Cut peaches into quarters and toss with sugar. Chill.
Prepare 16 shells by spreading out phyllo sheets.
Working quickly, brush sheets with melted butter and stack into four sheets each stack. Cut sheets into 4 inch diameter circles or 4 inch squares.
Place buttered sheets into a buttered muffin tin. Place each stack of four sheets into each muffin cup to create a little phyllo cup. Bake shells 8 to 10 minutes, or until golden brown. Allow to cool.
Spoon 2 tablespoons of cream into each shell, arrange peaches on top and finish with more cream. Garnish with mint leaves.
Peach Honey Bread
Ingredients:
2 teaspoons instant yeast
3 ½ cups AP flour
1/4 cup warm water
3 large eggs, plus 1 for glazing
1 1/2 teaspoons sea salt
1/4 cup olive oil
1/4 cup honey
2 Tablespoons granulated sugar
1 cup fresh peaches, peeled and diced
Directions:
In a mixing bowl, add warm water (approximately 100°F) and pour yeast into warm water. Add the granulated sugar. Let the mixture rest until it begins to ferment and bubble.

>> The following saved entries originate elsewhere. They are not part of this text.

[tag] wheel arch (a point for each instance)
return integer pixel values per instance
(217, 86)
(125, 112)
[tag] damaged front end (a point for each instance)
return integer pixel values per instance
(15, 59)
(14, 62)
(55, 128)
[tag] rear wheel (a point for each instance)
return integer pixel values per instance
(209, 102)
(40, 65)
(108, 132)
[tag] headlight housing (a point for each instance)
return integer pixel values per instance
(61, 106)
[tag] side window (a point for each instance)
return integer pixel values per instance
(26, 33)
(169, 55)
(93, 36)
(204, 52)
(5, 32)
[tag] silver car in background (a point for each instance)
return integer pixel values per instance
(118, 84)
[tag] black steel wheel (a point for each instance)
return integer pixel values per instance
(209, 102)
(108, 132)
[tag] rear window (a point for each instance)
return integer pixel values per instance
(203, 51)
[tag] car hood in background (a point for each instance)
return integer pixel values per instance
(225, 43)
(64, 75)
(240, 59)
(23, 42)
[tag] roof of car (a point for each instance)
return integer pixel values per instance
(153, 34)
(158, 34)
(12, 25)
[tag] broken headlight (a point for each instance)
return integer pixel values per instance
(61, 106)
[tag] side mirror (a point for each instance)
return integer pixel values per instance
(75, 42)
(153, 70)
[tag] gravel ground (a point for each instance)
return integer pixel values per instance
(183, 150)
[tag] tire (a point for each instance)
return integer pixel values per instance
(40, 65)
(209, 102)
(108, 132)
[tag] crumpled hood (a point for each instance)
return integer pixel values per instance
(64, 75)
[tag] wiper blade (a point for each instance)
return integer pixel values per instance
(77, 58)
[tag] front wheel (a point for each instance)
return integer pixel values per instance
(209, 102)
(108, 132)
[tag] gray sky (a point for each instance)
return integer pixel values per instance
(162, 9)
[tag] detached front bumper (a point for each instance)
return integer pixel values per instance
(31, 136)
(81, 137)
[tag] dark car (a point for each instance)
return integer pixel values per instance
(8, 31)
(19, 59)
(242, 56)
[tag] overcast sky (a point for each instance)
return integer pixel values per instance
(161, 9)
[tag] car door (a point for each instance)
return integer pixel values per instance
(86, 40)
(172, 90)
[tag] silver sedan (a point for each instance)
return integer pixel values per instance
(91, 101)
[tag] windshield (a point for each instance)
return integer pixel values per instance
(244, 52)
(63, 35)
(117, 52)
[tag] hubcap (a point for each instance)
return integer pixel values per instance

Whisk the eggs, salt, oil and honey. Add peaches. Add the flour all at once. Knead ingredients together with your hands until all ingredients are incorporated. Turn out dough on countertop that’s been lightly dusted with flour and knead it smooth, no more than 5 minutes.
Place the dough in a bowl and cover it with plastic wrap. Let the dough rest in a warm spot until it has doubled in size, about 2 hours.
Line baking sheet with parchment paper. Divide the dough into equal, ball-shaped portions for loaves.
Cover the loaves well with plastic wrap. Let them proof until tripled in size, about 2 hours.
Preheat the oven to 325°F. Whisk the remaining egg with a little water to brush over the dough. Brush fully proofed loaves with the egg glaze. Bake for approximately 25 minutes until browned. Place finished loaves on a rack to cool.